Fin des sacs en plastique : quelles conséquences pour les commerçants ?

 
10/08/2016
Fin des sacs en plastique en caisse

Depuis le 1er juillet 2016, la distribution en caisse de sacs en plastique à usage unique est interdite. Quelles alternatives, pour quel usage et à quel prix ? Le point sur une loi appelée à progressivement se durcir, qui affecte tous les commerces.

Disposition phare de la loi de transition énergétique pour la croissance verte votée en 2015, la fin programmée des sacs en plastique a commencé à entrer en application au 1er juillet. Sont actuellement concernés uniquement les sacs distribués en caisse dans tous les types de commerces, alimentaires ou non : épiceries, grandes surfaces, commerces de bouche sédentaires ou installés sur les marchés, pharmacies ou encore stations-service.
 

Quels sacs sont désormais autorisés ?

Seuls sont désormais autorisés :

  • les sacs en plastique réutilisables, gratuits ou payants, d’une épaisseur supérieure à 50 µm (micromètres) ;
  • les sacs constitués d’une autre matière, comme le papier ou le tissu.

Les sacs fins biodégradables sont proscrits en caisse, de même que ceux dits « oxofragmentables », qui se décomposent en minuscules fragments de plastique, moins visibles, mais tout aussi polluants. La fabrication de ces derniers est d’ailleurs désormais interdite.

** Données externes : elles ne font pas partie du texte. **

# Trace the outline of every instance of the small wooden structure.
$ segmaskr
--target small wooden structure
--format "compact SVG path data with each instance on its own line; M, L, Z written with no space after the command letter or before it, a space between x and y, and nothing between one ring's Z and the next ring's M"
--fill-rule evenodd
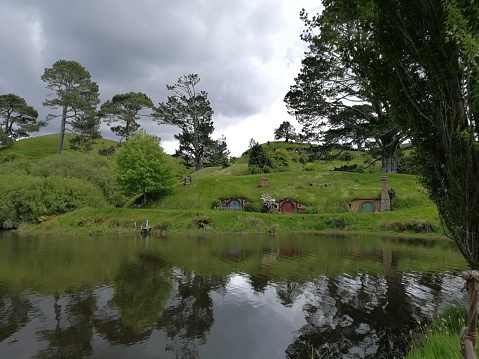
M220 198L220 208L223 211L241 211L246 203L248 200L241 197Z
M191 184L191 177L190 176L186 176L185 177L185 186L189 186Z
M260 185L260 187L268 187L269 186L269 180L267 178L261 178L259 185Z
M149 225L149 223L148 223L148 217L146 217L145 225L144 225L144 226L141 226L140 233L141 233L141 235L145 235L145 236L146 236L146 235L150 234L150 232L151 232L151 227L150 227L150 225Z
M477 289L479 285L479 272L469 270L462 272L466 280L466 288L469 294L469 312L467 315L467 327L461 330L461 354L465 359L477 359Z

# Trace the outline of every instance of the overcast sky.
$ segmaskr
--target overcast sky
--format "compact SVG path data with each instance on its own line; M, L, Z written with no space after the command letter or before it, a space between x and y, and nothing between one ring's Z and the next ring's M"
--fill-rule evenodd
M0 0L0 94L15 93L44 119L41 80L57 60L83 65L100 88L101 103L115 94L143 92L155 105L182 75L196 73L214 111L213 139L222 135L232 155L251 138L274 139L290 121L283 98L300 69L301 8L319 0ZM40 134L57 133L59 120ZM174 153L177 131L140 122ZM106 126L103 137L116 139Z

Bon à savoir : les vendeurs occasionnels, à l’occasion de brocantes ou de vide-greniers par exemple, sont concernés par cette mesure au même titre que les professionnels. En revanche, les gaines en plastique, utilisées pour emballer les vêtements dans les pressings, ne sont pas considérées comme de sacs. Elles restent donc autorisées.

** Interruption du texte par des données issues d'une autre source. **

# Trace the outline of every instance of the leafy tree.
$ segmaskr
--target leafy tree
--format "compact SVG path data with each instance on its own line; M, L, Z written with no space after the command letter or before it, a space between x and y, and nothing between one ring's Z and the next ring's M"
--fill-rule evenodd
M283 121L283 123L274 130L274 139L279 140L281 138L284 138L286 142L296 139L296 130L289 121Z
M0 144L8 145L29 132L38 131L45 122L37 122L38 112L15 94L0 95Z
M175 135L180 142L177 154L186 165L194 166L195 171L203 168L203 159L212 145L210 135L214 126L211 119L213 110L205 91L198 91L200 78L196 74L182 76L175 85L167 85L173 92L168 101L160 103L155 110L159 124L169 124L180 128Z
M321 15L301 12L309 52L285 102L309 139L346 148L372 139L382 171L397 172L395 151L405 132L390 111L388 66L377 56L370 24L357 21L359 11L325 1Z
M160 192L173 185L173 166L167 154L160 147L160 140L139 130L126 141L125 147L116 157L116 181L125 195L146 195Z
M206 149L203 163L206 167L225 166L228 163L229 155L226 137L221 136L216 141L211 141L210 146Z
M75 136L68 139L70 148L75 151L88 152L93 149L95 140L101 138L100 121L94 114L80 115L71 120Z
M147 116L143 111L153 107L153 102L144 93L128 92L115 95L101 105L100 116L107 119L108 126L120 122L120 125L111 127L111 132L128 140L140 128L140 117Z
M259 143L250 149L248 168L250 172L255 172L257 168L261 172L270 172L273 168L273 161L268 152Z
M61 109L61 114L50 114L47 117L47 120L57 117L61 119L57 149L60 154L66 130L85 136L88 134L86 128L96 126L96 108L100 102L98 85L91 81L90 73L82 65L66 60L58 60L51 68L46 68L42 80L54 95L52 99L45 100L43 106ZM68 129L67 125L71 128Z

Une deuxième vague de mesures au 1er janvier 2017

Le Gouvernement évalue à 12 milliards le nombre de sacs en plastique ultrafins utilisés chaque année pour emballer les produits dans les rayons, fruits et légumes en tête. Au 1er janvier 2017, il ne sera plus possible de les mettre à la disposition de la clientèle.

Ils devront impérativement être remplacés :

  • soit par des sacs en papier ;
  • soit par des sacs à la fois compostables de manière domestique et biosourcés, c’est-à-dire composés en partie de matières organiques, comme la fécule de pomme de terre et l’amidon de maïs ou de riz. Bien qu’ils contiennent encore du plastique, ces sacs devront pouvoir se dégrader seuls et respecter la norme NF T51-800.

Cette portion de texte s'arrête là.